Oh, those warm, fuzzy feelings: You’re slightly giddy, and life seems infinitely more interesting and colorful. You may find yourself actually daydreaming, rather than tackling your jammed inbox at work. It must be love.
A new study from the University of Maryland shows that people in love are less able to focus and perform tasks that require attentiveness.
Forty-three study participants, who had all been involved in a romantic relationship for less than six months, were asked to complete a series of cognitive tests in which they had to quickly differentiate between relevant and irrelevant information.
“We found that the more infatuated people were, the less cognitive control they had,” says Sandra Langeslag, PhD, postdoctoral research associate in the department of psychology at the University of Maryland in College Park. Interestingly, the study found no difference between men and women during the love stage: Both genders were equally distracted when dating someone new.
“People who are in love tend to think about their beloved all the time,” says Langeslag.

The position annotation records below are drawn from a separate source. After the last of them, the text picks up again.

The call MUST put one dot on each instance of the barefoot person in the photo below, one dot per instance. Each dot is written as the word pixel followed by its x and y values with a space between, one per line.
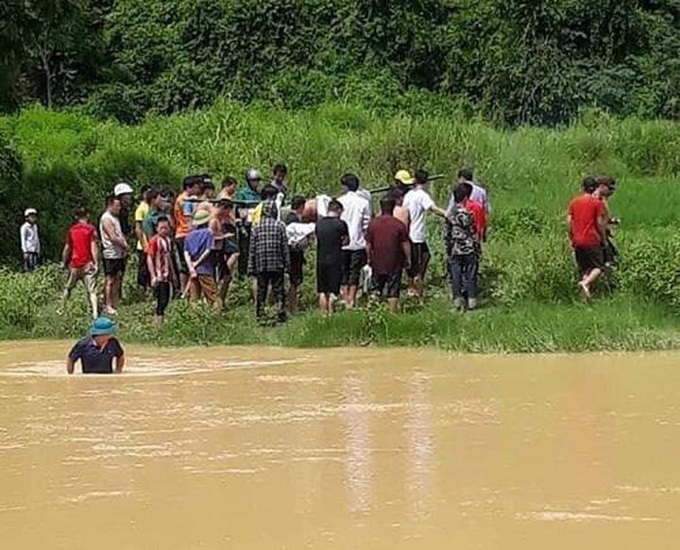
pixel 97 351
pixel 80 254
pixel 115 250
pixel 356 213
pixel 159 263
pixel 332 234
pixel 389 252
pixel 418 203
pixel 587 219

When people are in a rosy, new relationship much of their mental energy is tied up in their main squeeze, leaving fewer resources for conscious thought and cognitive reserve in order to perform well on boring lab tests or even at work, she says.
4 Ways to Train Your Brain on Valentine's Day
“Cognitive control is a learned skill,” says Roger Remington, PhD, professor and research fellow at the School of Psychology at the University of Queensland in Australia. “It’s possible for anyone to develop strategies that will improve their ability to focus in daily life,” he says, regardless of their romantic agenda.
Here are four ways to zone in and boost perceptions just in time for Valentine’s Day:
Visualize your goal. For effective mental focus, recognize that your own thoughts are a major source of distraction, says Remington. “Take time before acting to establish a clear mental picture of what you want to do, what you must attend to, and pare away everything else,” he says. Athletes do this by envisioning what they want to happen, like when a professional golfer stands behind the ball to visualize the arc before he swings the clubs.
Chew gum. Recent research from Cardiff University in the United Kingdom finds that chewing gum (during a cognitive study) might help keep you on track. Thirty-eight participants were given the task of detecting a specific pattern in a list of numbers that were read aloud. The individuals who chewed gum were significantly faster and more accurate that those who didn’t.
Grab a banana. Dehydration can lead to lack of focus. Guzzling water through the day helps, but according to Los Angeles dietitian Ashley Koff, RD, that’s not all you need. “Dehydration occurs not from insufficient water going into the body but from water not getting into the cells,” she says. “Watch your salt intake and get plenty of potassium to improve thinking skills.” Try bananas, dried apricots, fish and other lean sources.
Say “om.” A dedicated meditation practice may help clear irrelevant thoughts and enable lovers to improve their focus. “Staying calm is important to maintaining focus,” says Remington, who recommends daily meditation for keeping the peace, especially in the face of new love. “Staying calm, establishing a clear mental picture of your goals and pausing before acting are all meditation techniques,” he says.